© Andrea Pizzalis

Il y a dans le théâtre de Daria Deflorian, depuis les origines, un travail sur la représentation d’un mal-être sans nom, que le « Désert rouge » d’Antonioni, adapté en 2018 sous le titre « Quasi niente », avait résumé par la sentence : « Il y a quelque chose de terrible dans la réalité et je ne sais pas ce que c’est ». C’est l’exploration de ce mystère qu’invoque « La Végétarienne » de la Coréenne Han Kang, prix Nobel de littérature 2024, dont la version scénique peine à convaincre totalement.

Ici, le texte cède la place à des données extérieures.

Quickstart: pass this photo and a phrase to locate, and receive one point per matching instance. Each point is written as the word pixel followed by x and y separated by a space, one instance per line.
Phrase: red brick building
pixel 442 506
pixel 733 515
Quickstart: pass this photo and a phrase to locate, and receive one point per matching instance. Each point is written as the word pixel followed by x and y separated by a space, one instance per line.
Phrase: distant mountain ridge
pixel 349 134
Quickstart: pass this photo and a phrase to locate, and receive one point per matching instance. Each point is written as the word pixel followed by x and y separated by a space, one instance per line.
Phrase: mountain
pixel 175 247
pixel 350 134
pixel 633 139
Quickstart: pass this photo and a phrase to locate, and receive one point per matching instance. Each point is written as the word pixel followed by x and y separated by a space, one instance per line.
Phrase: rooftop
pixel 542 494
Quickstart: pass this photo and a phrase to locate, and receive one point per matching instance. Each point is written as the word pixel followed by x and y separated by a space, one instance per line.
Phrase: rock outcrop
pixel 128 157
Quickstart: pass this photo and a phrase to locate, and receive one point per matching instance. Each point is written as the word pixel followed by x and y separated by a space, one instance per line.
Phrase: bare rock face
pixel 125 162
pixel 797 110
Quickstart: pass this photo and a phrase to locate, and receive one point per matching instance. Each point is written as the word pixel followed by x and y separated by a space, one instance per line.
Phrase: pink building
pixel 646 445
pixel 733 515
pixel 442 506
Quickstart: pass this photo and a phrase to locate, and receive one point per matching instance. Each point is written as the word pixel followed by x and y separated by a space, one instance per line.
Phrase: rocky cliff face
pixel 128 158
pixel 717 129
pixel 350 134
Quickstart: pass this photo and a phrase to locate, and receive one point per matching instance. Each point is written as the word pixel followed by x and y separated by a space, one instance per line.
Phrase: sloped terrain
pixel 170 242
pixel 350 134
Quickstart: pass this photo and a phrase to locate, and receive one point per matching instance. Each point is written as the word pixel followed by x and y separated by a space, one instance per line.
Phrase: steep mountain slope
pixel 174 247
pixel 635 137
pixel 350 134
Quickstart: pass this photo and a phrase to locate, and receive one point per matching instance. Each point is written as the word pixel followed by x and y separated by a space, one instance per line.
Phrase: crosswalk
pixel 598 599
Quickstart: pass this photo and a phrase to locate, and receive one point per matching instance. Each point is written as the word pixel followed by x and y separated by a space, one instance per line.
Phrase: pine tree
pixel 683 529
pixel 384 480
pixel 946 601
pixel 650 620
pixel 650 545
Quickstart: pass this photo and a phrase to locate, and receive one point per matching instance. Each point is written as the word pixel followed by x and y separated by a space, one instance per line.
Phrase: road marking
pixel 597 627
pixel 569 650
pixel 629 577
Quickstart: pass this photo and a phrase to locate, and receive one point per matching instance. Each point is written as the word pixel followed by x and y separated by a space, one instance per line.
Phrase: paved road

L’ambiguïté du titre est levée presque immédiatement : la pièce, pas plus que le roman éponyme, ne se veut être une réflexion sur le végétarianisme. Le rêve ensanglanté de Yonghye, qui la pousse à jeter, au milieu de la nuit et au désarroi de son mari, le contenu carné de son réfrigérateur n’est que le point de départ d’une transformation psychique qui ne concerne en rien les problématiques morales liées à la consommation de viande : très vite, c’est la nourriture elle-même qui ne l’intéresse plus. Mais le primo-végétarianisme de l’héroïne, vite disqualifié par son entourage au nom d’une instabilité mentale, reste une qualification pertinente des points aveugles des injonctions sociales : la folie est l’étiquette facile de la non-conformation à la norme. Le roman de Han Kang, comme le rappelle le référentiel culturel, à commencer par la recette du barbecue bulgogi, est un commentaire sur les injonctions normatives de la société coréenne. Il interroge la dialectique entre naturalisme et structuralisme des déviances : quelle est la part sociale dans la folie ? « C’est bien la pire folie que de vouloir être sage dans un monde de fous », disait Erasme, mais ni les uns ni les autres, dans cette histoire, ne tentent de justifier leurs comportements, comme poussés par des forces qui les dépassent.

Porté par une scénographie épurée ainsi qu’un jeu de lumières et une matière sonore sophistiquées, « La Végétarienne » réussit à créer une ambiance d’une inquiétante étrangeté qui vacille sans cesse entre un languissement nonchalant et une violence crue. Si l’on ne peut ignorer que tous les hommes abusent de Yonghye – victime expiatoire de son mari, de son beau-frère et de son père –, c’est la vie humaine elle-même qui semble l’oppresser, au point que ne subsiste, dans son enfermement ultérieur en centre psychiatrique, que son désir de devenir une plante. A cet égard, la pièce, pas plus que le roman, n’assènent d’interprétation univoque : le récit n’est kafkaïen qu’à cette limite-là d’un certain flottement qui sacrifie le narratif au primat d’une certaine sensation. L’ajout d’une grammaire explicitement cinématographique – découpage en séquences issues d’un script conçu ad hoc (« Salle de bains. Intérieur jour ») – semble être un artefact superfétatoire. Fidèle à son théâtre minimaliste sans effets et sans portes qui claquent, Daria Deflorian fait ici une confiance un peu trop grande dans le pouvoir de la parole dont la transposition de l’écrit au plateau recèle plus d’ennui que d’intranquillité, et surtout manque d’une vitalité propre. La Végétarienne devient l’héroïne d’un objet théâtral fantôme qui ne semble pas très bien savoir pourquoi il hante la scène.